To start, here's a famous comic from xkcd that illustrates the disastrous effects of SQL injections on databases.
$query = "SELECT * FROM users WHERE username='" . $username . "'"; mysql_query($query);A query like this is very typical in handling database operations, and here it's used to pull up the record of some user registered on the website (if it exists), possibly to cross-reference it with login information that the user has entered. How can we exploit something like this? Let's say I was logging on a website that requires a username and password; perhaps it looks something like this:
Now if I were to enter something like "amer" for the username and "password" for password (I would strongly discourage using "password" as a password in the real world, I'm just trying to make a point here), then the query would be executed as
SELECT * FROM users where username='amer'. So how do I exploit this? Well, maybe if I provide a username that is not really a username but just SQL code, then maybe I can change the structure of this statement and get it to do something other than its intended purpose. Maybe I could get it to remove a user from the database. If this was a university database, for example, then maybe I could delete a student record - someone I don't like. Maybe I could create a fake student with a fake ID. Or maybe I could just get rid of the database altogether. You can see then how problematic it can be to have a vulnerability like this on a website and how important it is to make sure that queries are executed safely.

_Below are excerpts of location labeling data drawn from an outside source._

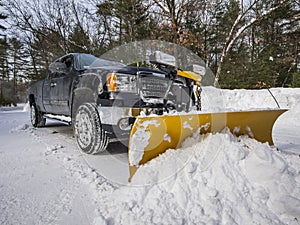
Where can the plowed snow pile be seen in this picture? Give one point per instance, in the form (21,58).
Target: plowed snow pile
(213,179)
(246,182)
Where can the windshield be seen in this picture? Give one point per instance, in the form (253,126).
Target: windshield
(86,61)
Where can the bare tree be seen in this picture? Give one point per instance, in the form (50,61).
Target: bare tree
(239,27)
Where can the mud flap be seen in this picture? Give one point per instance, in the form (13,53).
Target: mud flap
(153,135)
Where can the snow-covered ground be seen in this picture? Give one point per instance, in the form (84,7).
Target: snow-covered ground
(211,179)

Before I get into protection mechanisms, let's look at examples of how I could exploit this query. If I entered something like ' OR '1'='1, then the query would be SELECT * FROM users where username='' OR '1'='1'. Because '1'='1' will always be true, this query will retrieve the record of every user on the database. What happens after that is left to the hacker's discretion. Different websites are structured differently on the backend, so there isn't a unique way to read this information after retrieving it - finding a way to manipulate the information you have just retrieved into something useful (or disastrous, depending on your perspective) is generally determined experimentally. Some other tricks used in injections includes blocking out the rest of the query after the point of injection by using the comment characters /*. For example, I might choose to enter something like this as a username ' OR '1'='1' /* instead. This is an improvement over the original because now the rest of the statement is blocked and I have more control over what gets executed. It's important to note that a hacker cannot really see what the query statement looks like because this is all server-side code, but they can make repeated educated guesses to narrow the options down until they get a good idea of what it could be. For example, the query statement presented earlier could have been written differently.

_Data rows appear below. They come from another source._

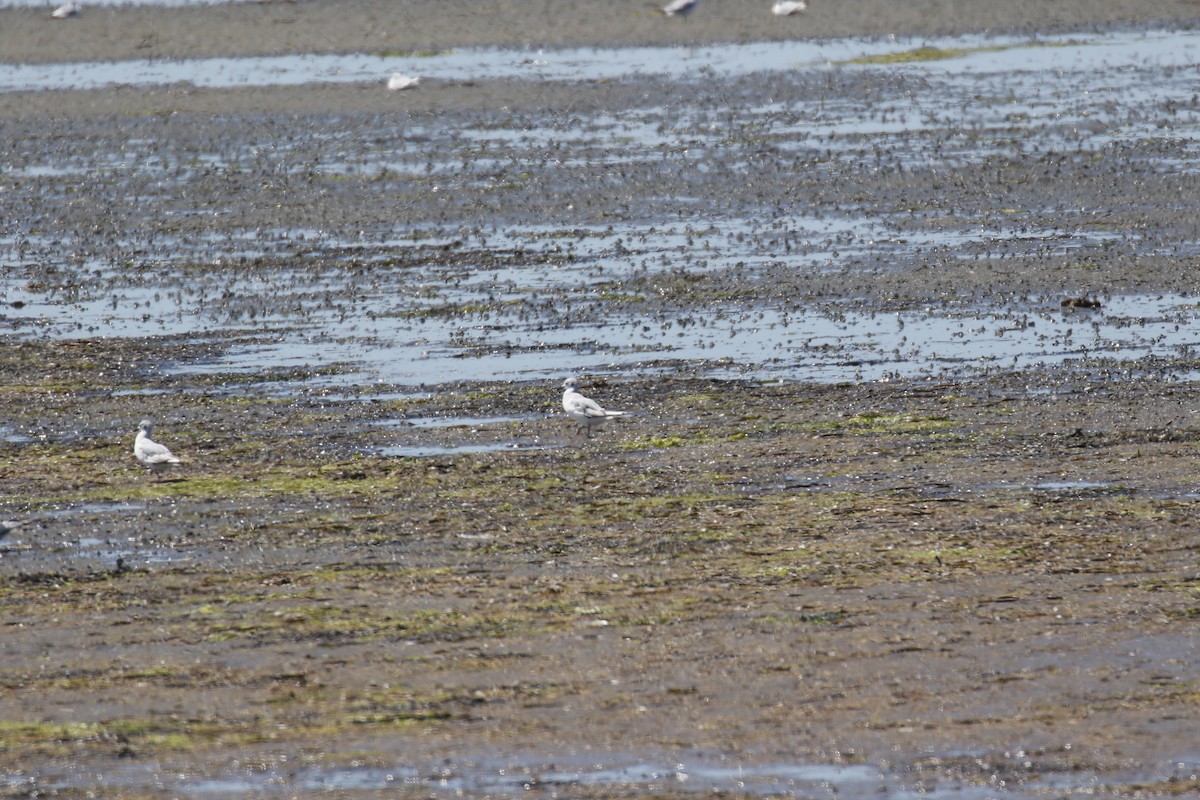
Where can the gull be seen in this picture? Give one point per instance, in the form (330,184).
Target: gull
(155,456)
(399,82)
(10,525)
(586,413)
(787,7)
(682,7)
(66,10)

$query = "SELECT * FROM users WHERE username='" . $username . "' AND password='" . $password . "'"; mysql_query($query);Now if I try the old trick
' OR '1'='1' in the username only, it will not work because there is an extra clause in the query that isn't being taken into account. Better would be ' OR '1'='1' /*. Better yet would be to add a DROP statement at the add and get rid of the table altogether 1'; DROP TABLE users. Of course, the hacker doesn't really know the table is called 'users' for sure, but that's not really the point. One thing to note is that multiple statements cannot always be executed in the same query. In this particular example, it will not execute because mysql_query() does not allow it. That's why the injection process is experimental; you have to try various combinations before figuring out how the queries are structured and executed.
There are various defence mechanisms for SQL injections. Most programming languages will have built-in functions to take care of strings entered with malicious intents. I'm going to go ahead and borrow the PHP example provided by Wikipedia. The function of interest in PHP is mysql_real_escape_string(). There are some other ones out there, but they are deprecated and this function is standard in escaping input in PHP (as of the time of writing of this post).

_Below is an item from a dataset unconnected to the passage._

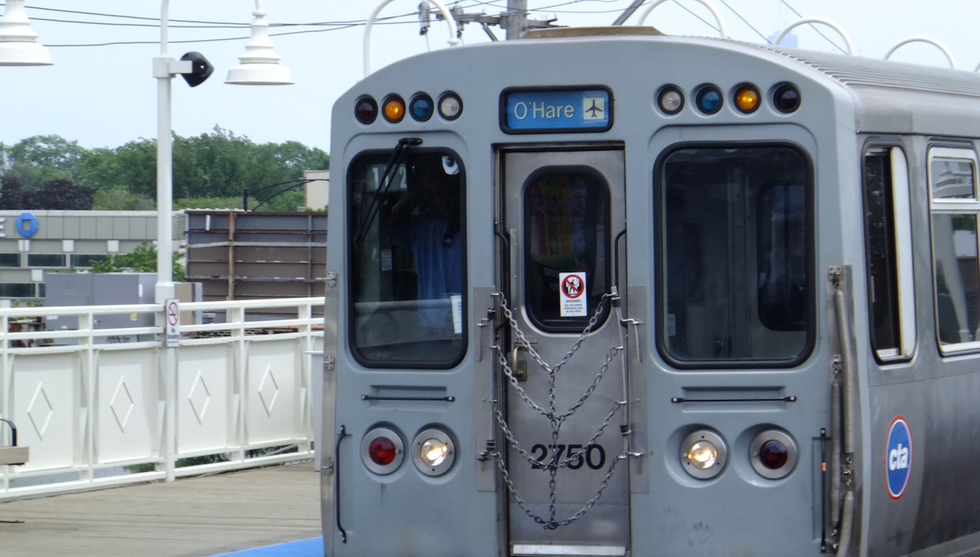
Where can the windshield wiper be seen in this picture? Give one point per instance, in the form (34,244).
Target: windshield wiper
(396,157)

$query = sprintf("SELECT * FROM users WHERE username='%s' AND password='%s'",
mysql_real_escape_string($username),
mysql_real_escape_string($password));
mysql_query($query);
Scenario: You just hacked into a user database of some website, and you have retrieved all the user and login information including passwords. But there's a twist: the passwords are hashed.
OK, so it could be worse, you could have an extra column of hashed information in the table indicative of password salting as well. Let's go ahead and make the assumption that the passwords were just hashed but not salted. What now? Well, I guess that depends on what you're trying to accomplish. If your intention was to hack an individual account, then it's very easy even if the password is hashed. Start by figuring out the hashing mechanism. A little inspection and perhaps some trial and error, and the algorithm can be figured out quite easily. After that, it's only a matter of replacing the password hash with your own by running any string through that hashing algorithm, and then replacing it for the account of interest in the database with the hash produced by the algorithm. Then, all you have to do is login with the password as the string you chose to hash and voila, you're in. That said, it's unusual for hackers to break into databases just for a single account; there's usually a larger agenda involved.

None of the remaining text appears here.